Trois chefs d’accusation: corruption passive, financement illégal de campagne électorale et recel de détournement de fonds publics libyens. L’ancien président français qui nie les faits qui lui sont reprochés, est mis en examen, accompagné d’un placement sous contrôle judiciaire, Nicolas Sarkozy risque jusqu’à dix ans de prison s’il est condamné.
Parmi les trois chefs d’accusation, le plus lourd est celui de corruption passive. Soit le fait de recevoir des fonds de la part de quelqu’un qui cherche par ce biais à corrompre pour en tirer un quelconque avantage. Etre l’auteur de corruption passive (article 432-11 du Code pénal français), c’est être non pas celui qui va demander, mais celui qui reçoit de l’argent, des avantages, en échange d’autre chose. La peine encourue est la même qu’en cas de corruption active: jusqu’à 10 ans de prison et 150.000 euros d’amende. Autre particularité de ce chef d’accusation: le délai de prescription est fixé à trois ans après les faits.
En cas de financement illégal de campagne, la version actuelle de l’article 113-1 du code électoral prévoit une sanction lourde : 3 ans de prison et 45.000 euros d’amende. En 2007, au moment de la campagne présidentielle de Nicolas Sarkozy, c’est cependant une autre version qui était en vigueur, et qui pourrait prévaloir, si ce chef est retenu. En vertu de l’article 112-1 du Code pénal français, on juge aujourd’hui en appliquant la loi en vigueur à la date où l’infraction a été commise. La version de 2007 prévoit une peine d’un an de prison et 3750 euros d’amende.
Le recel est le fait pour quelqu’un de « dissimuler, détenir ou transmettre une chose, ou de faire office d’intermédiaire afin de la transmettre, en sachant que cette chose provient d’un crime ou d’un délit » (article 321-1 du Code pénal). Ce chef d’accusation est passible de 5 ans de prison et 375.000 euros d’amende. Mais lorsque le recel est « commis de façon habituelle ou en utilisant les facilités que procure l’exercice d’une activité professionnelle » (article 321-2), la peine peut doubler et atteindre 10 ans de prison et 750.000 euros d’amende.

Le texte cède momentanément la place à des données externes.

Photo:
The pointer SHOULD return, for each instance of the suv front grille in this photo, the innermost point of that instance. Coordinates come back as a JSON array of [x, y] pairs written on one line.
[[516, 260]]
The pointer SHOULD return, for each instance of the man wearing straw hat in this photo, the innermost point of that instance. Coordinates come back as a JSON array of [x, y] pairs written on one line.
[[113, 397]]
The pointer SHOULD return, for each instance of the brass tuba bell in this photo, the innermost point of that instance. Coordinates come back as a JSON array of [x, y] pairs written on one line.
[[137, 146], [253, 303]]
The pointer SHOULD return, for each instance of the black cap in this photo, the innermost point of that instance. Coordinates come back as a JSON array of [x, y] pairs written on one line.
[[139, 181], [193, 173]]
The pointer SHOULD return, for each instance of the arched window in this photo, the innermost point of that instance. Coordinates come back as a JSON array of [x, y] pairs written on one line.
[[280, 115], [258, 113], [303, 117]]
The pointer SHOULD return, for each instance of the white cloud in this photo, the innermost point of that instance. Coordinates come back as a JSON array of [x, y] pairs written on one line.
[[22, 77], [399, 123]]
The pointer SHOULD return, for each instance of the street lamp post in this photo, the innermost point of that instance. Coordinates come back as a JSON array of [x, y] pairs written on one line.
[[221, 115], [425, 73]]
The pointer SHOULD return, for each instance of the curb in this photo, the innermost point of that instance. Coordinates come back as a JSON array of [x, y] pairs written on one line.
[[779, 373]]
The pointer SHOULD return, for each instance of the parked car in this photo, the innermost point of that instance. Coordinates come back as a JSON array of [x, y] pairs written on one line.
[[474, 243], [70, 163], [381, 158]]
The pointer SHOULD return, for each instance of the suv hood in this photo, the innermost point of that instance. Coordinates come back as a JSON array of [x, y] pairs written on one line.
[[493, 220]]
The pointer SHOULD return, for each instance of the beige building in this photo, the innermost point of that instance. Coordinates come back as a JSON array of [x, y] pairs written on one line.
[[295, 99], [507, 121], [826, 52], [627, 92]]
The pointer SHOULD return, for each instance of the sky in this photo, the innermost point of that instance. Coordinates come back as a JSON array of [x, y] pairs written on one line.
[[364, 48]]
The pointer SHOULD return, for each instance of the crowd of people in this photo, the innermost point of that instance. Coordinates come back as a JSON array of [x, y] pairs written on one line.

Dans l’immédiat, le placement sous contrôle judiciaire de Nicolas Sarkozy peut s’accompagner de dispositions particulières. Il peut avoir plusieurs interdictions, par exemple d’entrer en contact avec certaines personnes, comme c’est d’ailleurs actuellement. Il lui est interdit de rentrer en contact avec certains de ses amis. Le contrôle judiciaire, dans beaucoup d’autres affaires, oblige le mis en examen à aller pointer au commissariat, confisque son passeport, lui interdit parfois un périmètre.
Dans ce dossier tentaculaire, la justice dispose essentiellement de témoignages: ceux d’anciens dignitaires libyens, qui affirment avoir convoyé d’importantes sommes en argent liquide dans des valises en cuir pour financer la campagne de Nicolas Sarkozy, mais aussi celui de l’intermédiaire libanais Ziad Takieddine, qui nie quant à lui tout lien avec la campagne. Ces accusations pourraient être difficiles à étayer car cela impliquerait de retracer la circulation de ces valises, en dehors des témoignages de ceux qui les ont transportées, et pourraient aboutir à un « parole contre parole ».
Parmi les éléments qui ont pu motiver la mise en examen, la coopération internationale semble avoir porté ses fruits, puisque de nouvelles informations sont arrivées de la Libye. La justice peut en outre se servir du rapport publié par l’Office central de lutte contre la corruption et les infractions financières qui pointait en septembre dernier d’importantes circulations d’espèces au sein de l’équipe de campagne de Nicolas Sarkozy en 2007.